Under the Jones Act, the executive branch is authorized to provide for limited Jones Act waivers The last time a waiver order was executed was in 2017, when President Trump temporarily waived the Jones Act to allow for disaster relief efforts to be shipped to Puerto Rico in the wake of Hurricane Maria.
“We cannot stake Hawaii’s energy dependence on foreign actors in the current geopolitical climate, and we should not force a disproportionate burden on the State of Hawaiʻi when we have the necessary tools at our disposal to mitigate these unique consequences as we implement this nationwide embargo,” Case wrote President Biden.
Case also wrote Matt Cox, the President and Chief Executive Officer of Matson, Inc., and George W. Pasha, IV, Chairman, President and Chief Executive Officer of The Pasha Group, whose companies together dominate the Jones Act shipping trade from West Coast sources to Hawai’i for the vast majority of Hawai’i needs, asking them both to support his waiver request to the President and his bill.
“I hope and believe that you will fully understand and appreciate the gravity of the moment for our country and world and especially the severe disproportionate impact that the national import ban we have just commenced will likely have on Hawai’i especially absent such a Jones Act waiver,” Case wrote Cox and Pasha.
“I ask for your affirmative full support of my letter to the President and my bill at your earliest opportunity. If you decline to provide that support, I ask for your specific reasons, including your full description of how specifically the up to one third of Hawaii’s total oil needs provided by Russia using non-Jones Act shipping before the ban will be replaced by domestic oil transported on Jones Act ships without the severe cost premium which drove Hawai’i to import foreign oil to start with.”

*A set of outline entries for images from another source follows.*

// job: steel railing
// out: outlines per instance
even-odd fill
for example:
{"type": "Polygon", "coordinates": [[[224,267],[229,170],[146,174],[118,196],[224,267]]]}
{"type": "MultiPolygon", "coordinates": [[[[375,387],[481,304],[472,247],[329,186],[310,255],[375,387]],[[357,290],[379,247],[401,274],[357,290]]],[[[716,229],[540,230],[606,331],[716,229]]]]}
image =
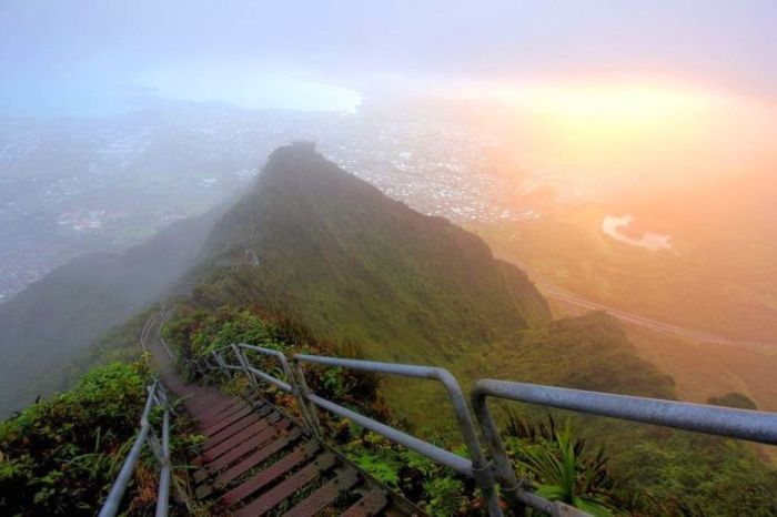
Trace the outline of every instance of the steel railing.
{"type": "Polygon", "coordinates": [[[170,404],[168,401],[168,395],[159,383],[154,381],[151,385],[147,387],[149,396],[145,399],[145,405],[143,406],[143,413],[140,417],[140,429],[138,436],[135,437],[132,448],[130,449],[124,463],[119,470],[119,476],[117,477],[111,491],[108,494],[105,501],[100,509],[100,517],[113,517],[119,511],[119,505],[121,499],[124,497],[124,491],[127,486],[132,479],[134,473],[134,466],[140,458],[140,454],[143,449],[143,445],[147,443],[149,447],[157,456],[160,464],[159,474],[159,493],[157,495],[157,517],[165,517],[168,515],[168,506],[170,501],[170,404]],[[160,442],[154,433],[154,429],[149,422],[149,416],[154,406],[160,406],[164,409],[162,415],[162,440],[160,442]]]}
{"type": "Polygon", "coordinates": [[[224,346],[211,351],[209,355],[198,361],[190,361],[190,363],[193,363],[200,372],[218,371],[230,378],[233,378],[234,372],[243,372],[249,377],[253,389],[260,389],[258,381],[262,381],[294,395],[300,406],[305,429],[316,437],[322,436],[316,414],[316,408],[320,408],[343,418],[349,418],[356,425],[377,433],[391,442],[407,447],[472,478],[483,490],[488,504],[488,514],[492,517],[503,515],[495,488],[496,485],[500,486],[502,495],[515,515],[523,515],[526,507],[545,511],[553,516],[583,516],[587,514],[563,503],[551,501],[539,497],[529,489],[526,481],[517,479],[502,442],[500,429],[488,408],[488,397],[526,402],[547,407],[777,445],[777,414],[774,413],[731,409],[535,384],[481,379],[475,383],[470,399],[480,424],[481,434],[485,438],[491,458],[493,458],[490,462],[481,448],[475,430],[476,427],[461,385],[444,368],[304,354],[297,354],[293,357],[294,367],[292,368],[282,352],[246,344],[224,346]],[[238,359],[238,364],[231,364],[225,359],[224,354],[230,349],[238,359]],[[248,356],[248,352],[274,357],[281,365],[285,381],[254,366],[248,356]],[[303,364],[432,379],[441,383],[446,389],[460,433],[467,446],[470,458],[457,456],[450,450],[312,393],[305,381],[303,364]]]}
{"type": "Polygon", "coordinates": [[[518,513],[522,513],[525,506],[529,506],[555,514],[546,506],[546,501],[527,490],[525,484],[516,478],[496,422],[488,409],[487,397],[777,445],[777,414],[775,413],[481,379],[472,389],[472,407],[494,458],[496,477],[502,491],[511,499],[512,506],[518,513]]]}

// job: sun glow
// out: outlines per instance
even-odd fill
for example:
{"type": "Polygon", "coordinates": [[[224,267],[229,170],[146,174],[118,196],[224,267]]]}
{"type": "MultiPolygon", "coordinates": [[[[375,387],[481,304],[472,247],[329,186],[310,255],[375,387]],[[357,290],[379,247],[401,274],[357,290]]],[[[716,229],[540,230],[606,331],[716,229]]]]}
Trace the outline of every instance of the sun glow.
{"type": "Polygon", "coordinates": [[[505,107],[495,123],[535,170],[693,181],[777,164],[777,110],[713,89],[592,81],[481,83],[462,92],[505,107]]]}

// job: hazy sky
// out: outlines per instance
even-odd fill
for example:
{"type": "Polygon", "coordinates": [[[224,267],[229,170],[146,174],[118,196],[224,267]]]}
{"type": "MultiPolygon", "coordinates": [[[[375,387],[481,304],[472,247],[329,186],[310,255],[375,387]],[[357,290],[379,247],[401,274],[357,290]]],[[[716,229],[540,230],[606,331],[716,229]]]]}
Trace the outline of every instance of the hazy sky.
{"type": "Polygon", "coordinates": [[[101,113],[138,92],[349,109],[589,80],[771,102],[777,2],[0,0],[0,114],[101,113]]]}

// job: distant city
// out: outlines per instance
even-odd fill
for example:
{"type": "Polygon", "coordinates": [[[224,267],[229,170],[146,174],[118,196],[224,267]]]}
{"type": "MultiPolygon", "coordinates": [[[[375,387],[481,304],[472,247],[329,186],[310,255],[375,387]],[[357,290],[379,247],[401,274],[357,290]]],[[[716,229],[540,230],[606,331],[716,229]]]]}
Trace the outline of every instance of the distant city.
{"type": "MultiPolygon", "coordinates": [[[[121,250],[215,206],[297,139],[424,214],[457,223],[543,215],[531,201],[543,180],[506,182],[490,159],[500,143],[451,122],[188,103],[110,119],[6,119],[0,303],[79,254],[121,250]]],[[[557,200],[589,195],[563,189],[557,200]]]]}

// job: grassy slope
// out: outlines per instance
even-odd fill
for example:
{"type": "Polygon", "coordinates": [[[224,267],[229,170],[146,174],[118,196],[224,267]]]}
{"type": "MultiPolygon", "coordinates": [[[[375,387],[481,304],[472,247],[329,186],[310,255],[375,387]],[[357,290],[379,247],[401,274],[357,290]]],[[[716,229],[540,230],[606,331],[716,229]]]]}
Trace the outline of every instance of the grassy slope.
{"type": "Polygon", "coordinates": [[[475,235],[290,149],[273,154],[205,250],[188,278],[202,306],[260,301],[373,357],[452,358],[549,320],[526,275],[475,235]]]}
{"type": "Polygon", "coordinates": [[[165,294],[186,271],[212,217],[175,223],[122,254],[75,258],[0,305],[0,416],[67,387],[73,371],[83,372],[92,343],[165,294]]]}

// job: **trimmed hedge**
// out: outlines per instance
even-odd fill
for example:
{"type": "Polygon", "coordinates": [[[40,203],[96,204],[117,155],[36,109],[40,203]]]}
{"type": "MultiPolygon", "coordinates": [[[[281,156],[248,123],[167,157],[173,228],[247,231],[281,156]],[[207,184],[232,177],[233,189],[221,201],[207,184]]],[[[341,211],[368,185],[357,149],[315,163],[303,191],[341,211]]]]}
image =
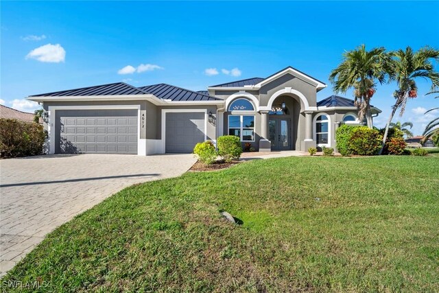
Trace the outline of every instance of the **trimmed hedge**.
{"type": "Polygon", "coordinates": [[[237,160],[242,154],[241,141],[235,135],[223,135],[217,141],[218,154],[222,156],[226,162],[237,160]]]}
{"type": "MultiPolygon", "coordinates": [[[[385,128],[379,130],[384,135],[385,128]]],[[[383,154],[403,154],[407,143],[404,140],[404,132],[398,128],[389,128],[385,144],[383,149],[383,154]]]]}
{"type": "Polygon", "coordinates": [[[348,156],[351,154],[349,152],[349,139],[351,139],[351,136],[352,135],[352,130],[357,127],[359,126],[344,124],[337,129],[335,132],[337,150],[342,156],[348,156]]]}
{"type": "Polygon", "coordinates": [[[197,143],[193,148],[193,153],[197,155],[198,160],[204,165],[212,164],[217,158],[215,145],[210,141],[197,143]]]}
{"type": "Polygon", "coordinates": [[[45,138],[45,132],[38,124],[0,119],[0,156],[2,158],[41,154],[45,138]]]}
{"type": "Polygon", "coordinates": [[[381,148],[383,137],[379,131],[367,126],[357,127],[352,130],[348,152],[352,154],[372,156],[378,154],[381,148]]]}

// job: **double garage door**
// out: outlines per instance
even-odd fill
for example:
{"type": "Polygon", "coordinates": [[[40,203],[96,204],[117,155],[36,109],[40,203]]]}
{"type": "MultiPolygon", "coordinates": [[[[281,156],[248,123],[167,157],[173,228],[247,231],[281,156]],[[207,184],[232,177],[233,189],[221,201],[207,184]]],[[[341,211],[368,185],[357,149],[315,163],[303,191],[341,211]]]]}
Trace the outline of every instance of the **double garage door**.
{"type": "Polygon", "coordinates": [[[58,110],[57,153],[137,154],[137,110],[58,110]]]}
{"type": "MultiPolygon", "coordinates": [[[[191,153],[204,141],[204,113],[165,113],[165,152],[191,153]]],[[[137,110],[58,110],[55,152],[137,154],[137,110]]]]}
{"type": "Polygon", "coordinates": [[[204,141],[204,113],[167,113],[165,152],[191,153],[204,141]]]}

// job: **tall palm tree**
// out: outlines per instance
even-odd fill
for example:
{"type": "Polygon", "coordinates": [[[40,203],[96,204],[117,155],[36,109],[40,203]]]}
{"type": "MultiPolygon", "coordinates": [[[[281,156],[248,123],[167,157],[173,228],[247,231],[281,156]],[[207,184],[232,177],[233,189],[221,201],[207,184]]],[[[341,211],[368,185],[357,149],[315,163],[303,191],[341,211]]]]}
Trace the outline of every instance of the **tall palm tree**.
{"type": "Polygon", "coordinates": [[[380,84],[385,81],[389,55],[384,47],[366,51],[361,45],[352,51],[343,54],[342,62],[331,72],[329,80],[336,93],[346,93],[355,89],[355,103],[358,108],[358,117],[372,128],[370,99],[375,93],[375,81],[380,84]]]}
{"type": "Polygon", "coordinates": [[[392,122],[390,124],[390,128],[400,130],[404,134],[405,134],[407,139],[413,137],[413,133],[410,130],[412,127],[413,124],[412,122],[404,122],[401,124],[400,121],[397,121],[396,123],[392,122]],[[410,128],[407,128],[407,126],[410,126],[410,128]]]}
{"type": "Polygon", "coordinates": [[[396,82],[398,89],[393,94],[396,101],[392,106],[392,112],[385,126],[383,148],[380,153],[383,152],[390,123],[396,110],[400,109],[400,115],[402,116],[409,99],[418,96],[416,80],[419,78],[430,80],[432,91],[439,86],[439,73],[434,70],[432,64],[434,60],[439,60],[439,50],[426,46],[414,52],[407,46],[405,50],[400,49],[390,52],[390,55],[392,58],[388,67],[388,73],[390,78],[396,82]]]}
{"type": "MultiPolygon", "coordinates": [[[[432,93],[439,93],[439,91],[432,91],[428,93],[427,95],[430,95],[432,93]]],[[[435,99],[437,99],[439,95],[437,97],[434,97],[435,99]]],[[[435,110],[439,110],[439,107],[432,108],[428,111],[425,112],[424,114],[427,114],[435,110]]],[[[427,124],[423,135],[424,136],[424,138],[423,139],[423,141],[427,141],[429,139],[432,139],[433,137],[439,138],[439,117],[434,118],[428,124],[427,124]]],[[[435,144],[437,144],[437,141],[435,141],[435,144]]]]}

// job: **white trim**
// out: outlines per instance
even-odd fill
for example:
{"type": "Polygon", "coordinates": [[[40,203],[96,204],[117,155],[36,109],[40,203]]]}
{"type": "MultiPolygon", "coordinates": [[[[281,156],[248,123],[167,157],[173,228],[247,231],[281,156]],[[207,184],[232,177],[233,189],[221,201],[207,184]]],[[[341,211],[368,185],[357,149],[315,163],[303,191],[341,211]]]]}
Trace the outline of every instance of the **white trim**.
{"type": "Polygon", "coordinates": [[[357,114],[354,113],[353,112],[348,112],[347,113],[344,114],[344,115],[343,116],[343,118],[342,119],[342,121],[344,122],[345,124],[358,124],[360,123],[359,119],[358,119],[358,116],[357,115],[357,114]],[[352,116],[355,118],[355,120],[344,121],[344,118],[346,116],[352,116]]]}
{"type": "Polygon", "coordinates": [[[237,116],[239,117],[239,141],[243,143],[254,143],[256,139],[256,115],[254,115],[253,111],[249,111],[249,112],[252,112],[252,114],[248,114],[248,113],[245,113],[245,114],[231,114],[227,116],[227,134],[228,135],[228,134],[230,133],[229,130],[230,128],[232,129],[237,129],[237,127],[230,127],[230,117],[231,116],[237,116]],[[244,116],[253,116],[253,127],[244,127],[244,116]],[[253,128],[253,140],[252,141],[244,141],[242,139],[243,137],[243,132],[244,132],[244,128],[253,128]]]}
{"type": "MultiPolygon", "coordinates": [[[[314,138],[314,141],[316,141],[316,143],[317,143],[317,133],[316,133],[316,124],[317,123],[317,118],[321,115],[326,115],[328,118],[328,120],[323,120],[322,121],[328,122],[328,143],[320,143],[317,145],[320,147],[325,146],[325,147],[331,147],[331,116],[325,113],[320,113],[314,116],[313,119],[313,137],[314,138]]],[[[319,132],[319,133],[324,133],[324,132],[319,132]]]]}
{"type": "Polygon", "coordinates": [[[171,101],[159,99],[154,95],[83,95],[58,97],[27,97],[30,101],[42,102],[108,102],[108,101],[141,101],[147,100],[156,106],[187,106],[187,105],[223,105],[224,101],[171,101]]]}
{"type": "Polygon", "coordinates": [[[305,106],[305,109],[303,109],[302,110],[313,111],[313,110],[317,110],[317,107],[309,106],[308,99],[302,93],[290,87],[286,87],[283,89],[279,90],[276,93],[274,93],[268,100],[268,104],[267,104],[267,106],[259,107],[259,110],[270,111],[273,106],[273,102],[274,102],[276,98],[279,97],[280,95],[285,95],[285,94],[293,94],[298,96],[300,99],[300,100],[303,102],[303,105],[305,106]]]}
{"type": "Polygon", "coordinates": [[[207,120],[208,114],[207,109],[162,109],[162,146],[161,153],[166,152],[166,113],[204,113],[204,141],[207,140],[207,120]]]}
{"type": "Polygon", "coordinates": [[[318,80],[313,78],[311,78],[301,72],[299,72],[296,69],[294,69],[291,67],[287,67],[285,70],[283,70],[281,72],[278,72],[275,75],[270,76],[269,78],[265,78],[261,82],[254,85],[248,85],[248,86],[209,86],[207,89],[215,90],[215,91],[239,91],[239,90],[257,91],[258,89],[261,89],[261,87],[263,86],[263,85],[269,82],[271,82],[272,81],[277,78],[279,78],[280,77],[285,75],[287,73],[289,73],[299,78],[301,80],[303,80],[305,82],[311,84],[312,85],[316,86],[318,91],[328,86],[327,84],[322,82],[320,82],[318,80]]]}
{"type": "Polygon", "coordinates": [[[230,95],[226,99],[226,110],[228,110],[228,106],[230,104],[233,102],[235,99],[237,99],[239,97],[247,98],[252,102],[253,108],[254,108],[254,112],[257,112],[259,108],[259,101],[258,99],[252,95],[251,93],[246,93],[244,91],[241,91],[239,93],[234,93],[233,95],[230,95]]]}
{"type": "Polygon", "coordinates": [[[252,103],[252,101],[249,101],[248,99],[246,99],[245,97],[238,97],[237,99],[235,99],[233,101],[230,101],[230,104],[228,104],[228,107],[229,108],[228,108],[228,110],[227,110],[228,112],[235,112],[235,111],[236,112],[254,112],[256,110],[256,107],[254,107],[254,104],[253,103],[252,103]],[[253,108],[253,109],[252,109],[252,110],[230,110],[229,108],[231,106],[231,105],[233,103],[235,103],[235,102],[239,101],[239,99],[242,99],[244,101],[248,102],[250,104],[250,105],[252,105],[252,107],[253,108]]]}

“This is a critical time to set aside the endless debate over the pros and cons of the Jones Act both nationally and as applied specifically and, in my view, unfairly to our remote island state,” said Case. “It is crystal clear that in this specific crisis the effects of the Jones Act on Hawai’i are especially severe and we should be able to agree that of all times this is one in which the Jones Act should be waived for the duration of our necessary ban on Russian oil.”